La tarde caía sin prisa, tiñendo de reflejos purpúreos los cobertizos y almacenes portuarios, detrás de la alambrada. Más allá, los mástiles y chimeneas de los barcos anclados en los muelles erizaban un cielo plomizo. Las tiendas de artículos náuticos comenzaban a cerrar sus puertas, mientras se iluminaban los letreros de neón de los bares y tabernas marineras de los alrededores. La habitual tristeza del atardecer se hacía más sórdida en el puerto y Chris lanzó un hondo suspiro, sin saber qué rumbo tomar. Se sentía desamparada y exhausta. El tobillo había comenzado a molestarle otra vez, tenía hambre, y un cansancio pesado se le colgaba de los hombros y el cuello, agobiando su paso vacilante.

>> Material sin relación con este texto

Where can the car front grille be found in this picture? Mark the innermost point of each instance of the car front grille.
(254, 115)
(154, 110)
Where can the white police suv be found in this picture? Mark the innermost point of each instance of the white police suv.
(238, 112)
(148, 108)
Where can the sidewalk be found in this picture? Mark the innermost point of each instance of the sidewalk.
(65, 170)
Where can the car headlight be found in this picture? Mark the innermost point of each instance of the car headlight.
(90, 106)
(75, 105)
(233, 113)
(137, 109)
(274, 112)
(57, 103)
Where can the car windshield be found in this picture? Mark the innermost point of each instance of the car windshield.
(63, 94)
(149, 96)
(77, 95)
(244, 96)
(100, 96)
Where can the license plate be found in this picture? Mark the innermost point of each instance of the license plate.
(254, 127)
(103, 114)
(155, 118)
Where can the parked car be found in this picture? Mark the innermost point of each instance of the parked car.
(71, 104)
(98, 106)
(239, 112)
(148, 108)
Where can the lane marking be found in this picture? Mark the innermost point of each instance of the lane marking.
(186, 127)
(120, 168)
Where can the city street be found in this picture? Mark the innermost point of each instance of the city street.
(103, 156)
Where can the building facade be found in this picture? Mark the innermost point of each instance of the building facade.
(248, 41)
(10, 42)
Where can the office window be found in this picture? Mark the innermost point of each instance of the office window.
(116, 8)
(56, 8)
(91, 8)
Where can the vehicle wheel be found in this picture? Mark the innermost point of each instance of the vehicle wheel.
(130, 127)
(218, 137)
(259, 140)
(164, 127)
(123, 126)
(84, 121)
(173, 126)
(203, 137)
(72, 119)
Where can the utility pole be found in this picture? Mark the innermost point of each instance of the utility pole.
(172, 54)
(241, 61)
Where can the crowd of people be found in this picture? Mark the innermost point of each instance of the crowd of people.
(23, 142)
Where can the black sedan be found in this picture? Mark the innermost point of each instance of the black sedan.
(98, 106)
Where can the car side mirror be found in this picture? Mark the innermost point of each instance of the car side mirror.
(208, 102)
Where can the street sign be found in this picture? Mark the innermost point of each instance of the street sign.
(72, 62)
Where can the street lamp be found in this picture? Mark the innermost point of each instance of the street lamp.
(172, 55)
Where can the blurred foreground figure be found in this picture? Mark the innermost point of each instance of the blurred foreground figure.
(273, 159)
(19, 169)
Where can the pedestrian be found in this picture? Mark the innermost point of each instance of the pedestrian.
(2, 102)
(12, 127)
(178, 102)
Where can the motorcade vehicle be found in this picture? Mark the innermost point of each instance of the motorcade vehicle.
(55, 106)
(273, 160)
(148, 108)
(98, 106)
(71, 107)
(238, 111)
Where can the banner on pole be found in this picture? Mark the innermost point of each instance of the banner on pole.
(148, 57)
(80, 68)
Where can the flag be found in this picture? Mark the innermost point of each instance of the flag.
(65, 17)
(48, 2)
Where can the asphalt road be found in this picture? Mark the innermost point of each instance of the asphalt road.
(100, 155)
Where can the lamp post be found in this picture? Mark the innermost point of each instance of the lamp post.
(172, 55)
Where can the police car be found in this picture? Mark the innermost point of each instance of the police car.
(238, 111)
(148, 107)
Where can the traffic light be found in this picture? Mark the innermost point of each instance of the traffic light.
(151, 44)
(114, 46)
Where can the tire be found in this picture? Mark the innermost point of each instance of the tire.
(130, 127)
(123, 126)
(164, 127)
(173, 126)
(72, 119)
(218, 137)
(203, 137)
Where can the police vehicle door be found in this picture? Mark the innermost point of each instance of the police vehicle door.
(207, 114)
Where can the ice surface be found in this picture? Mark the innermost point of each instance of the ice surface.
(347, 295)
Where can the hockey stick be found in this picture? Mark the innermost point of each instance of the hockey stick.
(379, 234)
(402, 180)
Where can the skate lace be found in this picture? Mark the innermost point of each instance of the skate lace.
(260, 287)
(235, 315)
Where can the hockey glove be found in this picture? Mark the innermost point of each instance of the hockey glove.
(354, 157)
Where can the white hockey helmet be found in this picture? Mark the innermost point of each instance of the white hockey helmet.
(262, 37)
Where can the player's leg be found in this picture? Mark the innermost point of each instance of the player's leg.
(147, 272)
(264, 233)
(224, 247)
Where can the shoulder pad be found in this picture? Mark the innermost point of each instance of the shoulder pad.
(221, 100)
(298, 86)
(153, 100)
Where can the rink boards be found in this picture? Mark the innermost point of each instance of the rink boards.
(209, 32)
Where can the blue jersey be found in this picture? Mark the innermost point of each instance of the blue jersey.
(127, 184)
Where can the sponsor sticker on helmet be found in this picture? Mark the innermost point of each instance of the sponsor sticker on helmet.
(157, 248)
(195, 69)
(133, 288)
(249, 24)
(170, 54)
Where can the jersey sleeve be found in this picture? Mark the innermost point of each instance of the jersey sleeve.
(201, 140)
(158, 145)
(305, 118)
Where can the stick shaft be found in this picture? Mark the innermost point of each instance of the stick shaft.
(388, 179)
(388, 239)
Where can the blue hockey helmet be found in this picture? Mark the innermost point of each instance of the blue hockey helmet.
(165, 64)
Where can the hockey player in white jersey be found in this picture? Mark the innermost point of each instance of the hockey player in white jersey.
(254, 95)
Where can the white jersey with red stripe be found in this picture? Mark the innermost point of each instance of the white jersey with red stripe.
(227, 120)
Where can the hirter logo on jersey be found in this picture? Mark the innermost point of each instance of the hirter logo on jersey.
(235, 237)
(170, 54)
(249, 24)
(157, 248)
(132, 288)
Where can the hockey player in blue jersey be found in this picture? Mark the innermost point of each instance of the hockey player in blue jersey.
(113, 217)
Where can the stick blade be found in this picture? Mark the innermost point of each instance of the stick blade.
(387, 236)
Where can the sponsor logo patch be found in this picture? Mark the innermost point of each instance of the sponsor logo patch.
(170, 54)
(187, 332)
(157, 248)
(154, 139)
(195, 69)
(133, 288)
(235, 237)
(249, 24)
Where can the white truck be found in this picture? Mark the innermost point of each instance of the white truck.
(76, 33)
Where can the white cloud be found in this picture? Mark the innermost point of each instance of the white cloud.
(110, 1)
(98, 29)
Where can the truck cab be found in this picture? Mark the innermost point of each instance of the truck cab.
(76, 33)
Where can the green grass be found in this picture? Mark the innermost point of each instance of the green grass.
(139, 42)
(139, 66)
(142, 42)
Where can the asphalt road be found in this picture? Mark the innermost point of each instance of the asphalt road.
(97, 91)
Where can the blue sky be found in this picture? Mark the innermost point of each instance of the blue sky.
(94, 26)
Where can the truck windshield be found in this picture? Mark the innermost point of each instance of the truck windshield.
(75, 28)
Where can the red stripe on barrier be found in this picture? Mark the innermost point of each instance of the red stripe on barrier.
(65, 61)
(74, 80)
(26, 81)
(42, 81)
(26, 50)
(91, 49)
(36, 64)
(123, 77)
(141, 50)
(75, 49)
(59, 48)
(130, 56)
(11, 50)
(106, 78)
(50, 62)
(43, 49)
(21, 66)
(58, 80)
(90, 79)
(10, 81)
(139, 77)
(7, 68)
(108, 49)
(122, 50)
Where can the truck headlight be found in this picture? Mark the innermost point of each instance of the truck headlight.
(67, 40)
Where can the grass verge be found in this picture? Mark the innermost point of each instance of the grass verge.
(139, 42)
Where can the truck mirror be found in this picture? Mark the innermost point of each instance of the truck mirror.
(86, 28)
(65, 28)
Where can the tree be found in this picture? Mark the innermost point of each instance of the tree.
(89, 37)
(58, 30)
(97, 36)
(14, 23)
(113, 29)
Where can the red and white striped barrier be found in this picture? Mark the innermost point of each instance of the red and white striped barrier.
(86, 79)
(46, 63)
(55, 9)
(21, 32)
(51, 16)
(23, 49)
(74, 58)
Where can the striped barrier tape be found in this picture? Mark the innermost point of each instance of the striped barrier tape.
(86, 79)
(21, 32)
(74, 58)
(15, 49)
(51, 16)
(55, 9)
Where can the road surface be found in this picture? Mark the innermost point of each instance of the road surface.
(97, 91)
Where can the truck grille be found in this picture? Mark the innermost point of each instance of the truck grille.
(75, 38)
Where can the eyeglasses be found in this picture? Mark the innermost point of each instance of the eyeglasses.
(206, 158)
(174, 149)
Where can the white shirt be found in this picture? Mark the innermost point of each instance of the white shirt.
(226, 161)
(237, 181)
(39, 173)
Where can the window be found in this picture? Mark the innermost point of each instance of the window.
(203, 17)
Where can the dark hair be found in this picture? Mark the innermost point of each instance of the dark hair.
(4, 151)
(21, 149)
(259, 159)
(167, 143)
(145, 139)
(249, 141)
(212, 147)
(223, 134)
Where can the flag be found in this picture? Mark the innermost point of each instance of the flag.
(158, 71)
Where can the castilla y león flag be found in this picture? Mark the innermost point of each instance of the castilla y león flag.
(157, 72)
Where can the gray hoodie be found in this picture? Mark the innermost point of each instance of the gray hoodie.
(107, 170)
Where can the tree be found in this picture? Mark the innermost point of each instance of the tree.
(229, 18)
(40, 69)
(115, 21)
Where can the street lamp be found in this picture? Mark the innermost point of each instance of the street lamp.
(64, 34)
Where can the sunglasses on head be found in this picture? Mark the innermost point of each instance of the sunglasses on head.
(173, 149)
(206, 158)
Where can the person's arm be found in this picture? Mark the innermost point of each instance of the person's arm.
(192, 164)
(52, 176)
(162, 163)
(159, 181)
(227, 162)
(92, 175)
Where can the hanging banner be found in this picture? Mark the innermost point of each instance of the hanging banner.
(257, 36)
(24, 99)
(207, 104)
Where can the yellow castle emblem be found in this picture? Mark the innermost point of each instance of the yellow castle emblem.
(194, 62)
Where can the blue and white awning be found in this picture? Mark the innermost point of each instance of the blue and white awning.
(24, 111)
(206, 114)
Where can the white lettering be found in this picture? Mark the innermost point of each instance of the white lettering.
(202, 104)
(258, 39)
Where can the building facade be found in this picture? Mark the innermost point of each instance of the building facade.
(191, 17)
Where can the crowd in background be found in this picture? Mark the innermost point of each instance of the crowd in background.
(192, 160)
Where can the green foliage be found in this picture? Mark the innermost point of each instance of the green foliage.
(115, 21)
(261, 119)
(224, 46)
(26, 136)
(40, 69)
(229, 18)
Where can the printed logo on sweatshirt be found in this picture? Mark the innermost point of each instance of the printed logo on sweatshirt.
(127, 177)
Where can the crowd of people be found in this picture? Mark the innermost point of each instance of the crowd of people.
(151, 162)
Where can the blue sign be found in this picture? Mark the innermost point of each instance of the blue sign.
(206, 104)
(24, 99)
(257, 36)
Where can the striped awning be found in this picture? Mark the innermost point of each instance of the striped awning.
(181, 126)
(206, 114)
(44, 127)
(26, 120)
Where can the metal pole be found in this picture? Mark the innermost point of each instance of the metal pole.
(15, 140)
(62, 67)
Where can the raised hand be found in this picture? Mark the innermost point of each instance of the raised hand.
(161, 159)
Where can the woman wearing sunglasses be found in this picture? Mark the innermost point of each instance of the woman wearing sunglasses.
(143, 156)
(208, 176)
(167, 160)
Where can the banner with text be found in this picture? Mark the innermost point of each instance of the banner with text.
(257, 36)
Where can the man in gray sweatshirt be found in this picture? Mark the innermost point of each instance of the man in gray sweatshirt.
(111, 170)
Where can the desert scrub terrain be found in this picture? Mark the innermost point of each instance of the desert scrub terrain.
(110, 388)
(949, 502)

Escogió una calle estrecha y apartada, internándose en ella en busca de un sitio oculto y tranquilo donde poder descansar un poco. El sueño golpeaba sordamente dentro de su cabeza y el hambre le aguijoneaba el estómago. A su izquierda se elevaba la mole oscura de un edificio en construcción. En la acera opuesta, los muros altos y ciegos del depósito de una compañía marítima. La noche se había cerrado ya completamente, sin luna, y sólo la lejana luz de la esquina, unos treinta metros más allá, dibujaba con mortecinos reflejos las estructuras metálicas de la construcción.

Chris comenzó a buscar intersticios en la cerca que rodeaba la obra, hasta que uno de los paneles cedió a sus esfuerzos, dejando una estrecha abertura. Se coló al interior y dio dos o tres pasos, procurando acostumbrar su vista a la penumbra. De pronto, una potente luz se encendió frente a ella, deslumbrándola.